II Chaque jour est un nouveau jour

Assisté à la mort d'un type, aujourd'hui, aux Nouvelles Galeries. Mort très simple, à la Patricia Highsmith (je veux dire, avec cette simplicité et cette brutalité caractéristiques de la vie réelle, que l'on retrouve également dans les romans de Patricia Highsmith).

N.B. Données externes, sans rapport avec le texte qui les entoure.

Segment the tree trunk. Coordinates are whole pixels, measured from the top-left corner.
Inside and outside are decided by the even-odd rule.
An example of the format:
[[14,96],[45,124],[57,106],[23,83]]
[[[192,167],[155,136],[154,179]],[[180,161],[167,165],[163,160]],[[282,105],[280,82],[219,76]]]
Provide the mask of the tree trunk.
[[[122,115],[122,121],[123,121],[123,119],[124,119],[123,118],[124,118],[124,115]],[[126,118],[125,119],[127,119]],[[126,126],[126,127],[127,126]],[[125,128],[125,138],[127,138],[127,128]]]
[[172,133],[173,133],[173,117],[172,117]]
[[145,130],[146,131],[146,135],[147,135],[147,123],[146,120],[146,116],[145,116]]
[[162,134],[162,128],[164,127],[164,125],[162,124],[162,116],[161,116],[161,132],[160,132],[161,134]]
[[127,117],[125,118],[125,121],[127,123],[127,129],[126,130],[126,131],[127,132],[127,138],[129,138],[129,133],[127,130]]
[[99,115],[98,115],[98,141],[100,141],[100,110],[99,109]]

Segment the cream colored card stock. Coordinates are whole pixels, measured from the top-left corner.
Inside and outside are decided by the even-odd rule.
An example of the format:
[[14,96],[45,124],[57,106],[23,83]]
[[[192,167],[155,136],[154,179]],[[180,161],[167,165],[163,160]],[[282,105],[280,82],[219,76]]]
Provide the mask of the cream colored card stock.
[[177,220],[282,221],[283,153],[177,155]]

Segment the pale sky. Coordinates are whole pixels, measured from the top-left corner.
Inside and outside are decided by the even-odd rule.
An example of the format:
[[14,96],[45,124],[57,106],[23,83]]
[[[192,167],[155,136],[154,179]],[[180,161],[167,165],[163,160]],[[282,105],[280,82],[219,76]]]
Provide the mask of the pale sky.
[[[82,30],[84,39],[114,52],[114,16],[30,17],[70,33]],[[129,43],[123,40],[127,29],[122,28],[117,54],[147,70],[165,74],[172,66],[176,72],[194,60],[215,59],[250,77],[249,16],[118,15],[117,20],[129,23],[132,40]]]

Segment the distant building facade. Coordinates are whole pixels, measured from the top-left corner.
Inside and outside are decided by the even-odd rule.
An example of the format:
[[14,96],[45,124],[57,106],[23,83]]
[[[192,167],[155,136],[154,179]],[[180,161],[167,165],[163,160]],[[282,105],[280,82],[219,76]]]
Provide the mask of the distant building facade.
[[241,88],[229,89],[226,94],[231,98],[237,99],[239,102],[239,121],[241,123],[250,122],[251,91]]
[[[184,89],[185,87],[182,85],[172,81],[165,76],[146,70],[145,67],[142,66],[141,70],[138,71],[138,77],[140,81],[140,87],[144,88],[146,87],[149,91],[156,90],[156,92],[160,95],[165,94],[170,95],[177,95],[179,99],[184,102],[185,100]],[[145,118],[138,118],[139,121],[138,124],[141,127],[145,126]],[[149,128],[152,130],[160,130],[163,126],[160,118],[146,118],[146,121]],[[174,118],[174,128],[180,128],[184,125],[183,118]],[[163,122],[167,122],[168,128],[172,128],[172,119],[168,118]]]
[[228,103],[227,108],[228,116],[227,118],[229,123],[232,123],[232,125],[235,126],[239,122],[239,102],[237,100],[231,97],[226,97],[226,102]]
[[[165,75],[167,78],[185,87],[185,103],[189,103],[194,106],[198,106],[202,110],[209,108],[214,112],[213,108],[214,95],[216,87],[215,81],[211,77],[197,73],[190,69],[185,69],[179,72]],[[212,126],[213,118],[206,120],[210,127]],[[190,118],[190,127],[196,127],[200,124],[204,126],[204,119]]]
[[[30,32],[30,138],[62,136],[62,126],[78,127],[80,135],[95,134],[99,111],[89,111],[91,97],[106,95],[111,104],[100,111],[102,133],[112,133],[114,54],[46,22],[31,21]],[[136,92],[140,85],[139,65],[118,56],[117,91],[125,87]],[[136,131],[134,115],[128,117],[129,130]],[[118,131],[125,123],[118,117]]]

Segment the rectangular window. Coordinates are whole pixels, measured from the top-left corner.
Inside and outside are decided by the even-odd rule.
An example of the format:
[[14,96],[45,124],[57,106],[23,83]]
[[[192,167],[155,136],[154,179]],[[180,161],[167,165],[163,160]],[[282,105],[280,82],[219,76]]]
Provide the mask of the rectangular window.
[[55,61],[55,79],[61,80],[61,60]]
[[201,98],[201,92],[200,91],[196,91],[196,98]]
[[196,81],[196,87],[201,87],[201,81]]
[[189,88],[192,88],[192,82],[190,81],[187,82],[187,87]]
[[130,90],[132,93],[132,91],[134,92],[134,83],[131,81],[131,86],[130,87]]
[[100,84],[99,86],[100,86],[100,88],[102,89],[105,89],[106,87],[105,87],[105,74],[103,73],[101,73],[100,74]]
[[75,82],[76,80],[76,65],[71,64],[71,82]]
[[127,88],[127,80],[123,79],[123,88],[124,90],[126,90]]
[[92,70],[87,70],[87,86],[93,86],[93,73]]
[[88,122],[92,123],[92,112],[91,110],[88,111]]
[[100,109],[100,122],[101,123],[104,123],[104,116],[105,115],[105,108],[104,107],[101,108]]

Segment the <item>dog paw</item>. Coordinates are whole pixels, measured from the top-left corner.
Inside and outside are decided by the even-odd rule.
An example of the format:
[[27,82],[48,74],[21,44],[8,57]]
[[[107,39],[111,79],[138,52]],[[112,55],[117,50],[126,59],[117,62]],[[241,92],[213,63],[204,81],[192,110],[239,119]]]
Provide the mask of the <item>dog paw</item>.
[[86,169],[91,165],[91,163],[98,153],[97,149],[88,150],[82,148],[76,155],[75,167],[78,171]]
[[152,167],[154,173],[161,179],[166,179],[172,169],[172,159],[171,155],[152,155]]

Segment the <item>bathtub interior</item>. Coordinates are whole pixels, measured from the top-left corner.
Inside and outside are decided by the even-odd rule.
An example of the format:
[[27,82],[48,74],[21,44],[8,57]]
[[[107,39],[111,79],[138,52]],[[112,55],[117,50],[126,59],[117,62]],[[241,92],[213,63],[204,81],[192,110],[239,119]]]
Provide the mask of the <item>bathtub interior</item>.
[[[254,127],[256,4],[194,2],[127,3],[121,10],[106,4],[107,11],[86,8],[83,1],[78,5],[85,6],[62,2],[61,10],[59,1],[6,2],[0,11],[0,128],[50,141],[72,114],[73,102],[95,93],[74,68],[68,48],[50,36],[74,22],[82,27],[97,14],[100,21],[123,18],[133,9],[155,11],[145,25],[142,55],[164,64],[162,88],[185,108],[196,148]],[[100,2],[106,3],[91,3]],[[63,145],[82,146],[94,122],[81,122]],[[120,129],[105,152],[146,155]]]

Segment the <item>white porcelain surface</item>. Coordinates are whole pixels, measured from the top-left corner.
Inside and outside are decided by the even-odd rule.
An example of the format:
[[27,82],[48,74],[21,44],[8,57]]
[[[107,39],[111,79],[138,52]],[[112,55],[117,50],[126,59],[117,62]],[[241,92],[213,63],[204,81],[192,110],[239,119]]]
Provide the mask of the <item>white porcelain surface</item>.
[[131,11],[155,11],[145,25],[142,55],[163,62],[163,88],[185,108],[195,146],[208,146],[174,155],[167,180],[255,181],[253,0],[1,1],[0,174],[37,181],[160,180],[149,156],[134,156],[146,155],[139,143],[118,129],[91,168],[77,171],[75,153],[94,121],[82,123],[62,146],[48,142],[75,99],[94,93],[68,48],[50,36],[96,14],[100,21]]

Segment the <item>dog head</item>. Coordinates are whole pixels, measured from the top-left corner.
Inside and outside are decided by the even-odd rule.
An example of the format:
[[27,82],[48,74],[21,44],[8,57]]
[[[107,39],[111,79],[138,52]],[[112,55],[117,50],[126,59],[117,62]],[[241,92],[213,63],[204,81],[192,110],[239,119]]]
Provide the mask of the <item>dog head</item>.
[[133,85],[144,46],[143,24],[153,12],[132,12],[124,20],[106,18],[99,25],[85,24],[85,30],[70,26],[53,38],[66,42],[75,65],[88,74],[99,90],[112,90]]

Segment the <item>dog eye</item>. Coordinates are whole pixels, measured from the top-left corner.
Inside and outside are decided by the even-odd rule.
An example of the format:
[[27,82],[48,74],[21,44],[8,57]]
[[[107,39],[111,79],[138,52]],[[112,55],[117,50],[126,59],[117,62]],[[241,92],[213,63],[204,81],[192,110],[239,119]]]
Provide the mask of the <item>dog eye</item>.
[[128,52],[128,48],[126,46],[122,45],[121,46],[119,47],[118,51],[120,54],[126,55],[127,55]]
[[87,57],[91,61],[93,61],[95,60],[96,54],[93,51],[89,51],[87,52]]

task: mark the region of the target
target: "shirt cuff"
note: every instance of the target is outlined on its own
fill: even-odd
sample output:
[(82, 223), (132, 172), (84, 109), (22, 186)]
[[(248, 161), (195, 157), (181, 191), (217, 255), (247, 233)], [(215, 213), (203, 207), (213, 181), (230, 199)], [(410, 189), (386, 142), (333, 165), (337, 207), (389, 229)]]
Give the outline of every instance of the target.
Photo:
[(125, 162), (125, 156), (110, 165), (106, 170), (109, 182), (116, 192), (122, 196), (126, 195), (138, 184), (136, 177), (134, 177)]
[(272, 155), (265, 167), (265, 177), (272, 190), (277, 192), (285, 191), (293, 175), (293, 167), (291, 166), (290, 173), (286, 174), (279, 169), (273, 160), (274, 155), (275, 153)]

Voici comment les choses se sont passées. En pénétrant dans la partie du magasin aménagée en libre-service, j'aperçus un homme allongé sur le sol, dont je ne pouvais distinguer le visage (mais j'appris par la suite, en écoutant une conversation entre caissières, qu'il devait avoir environ quarante ans). Plusieurs personnes étaient déjà affairées autour de lui. Je passai en essayant de ne pas trop m'arrêter, pour ne pas manifester de curiosité morbide. Il était environ dix-huit heures.

J'achetai peu de choses: du fromage et du pain en tranches, pour manger dans ma chambre d'hôtel (ce soir-là j'avais décidé d'éviter la compagnie de Tisserand, pour me reposer un peu). Mais j'hésitai quelque temps entre les bouteilles de vin, très diverses, offertes à la convoitise du public. L'ennui c'est que je n'avais pas de tire-bouchon. Par ailleurs, je n'aime pas le vin; ce dernier argument finit par l'emporter, et je me rabattis sur un pack de Tuborg.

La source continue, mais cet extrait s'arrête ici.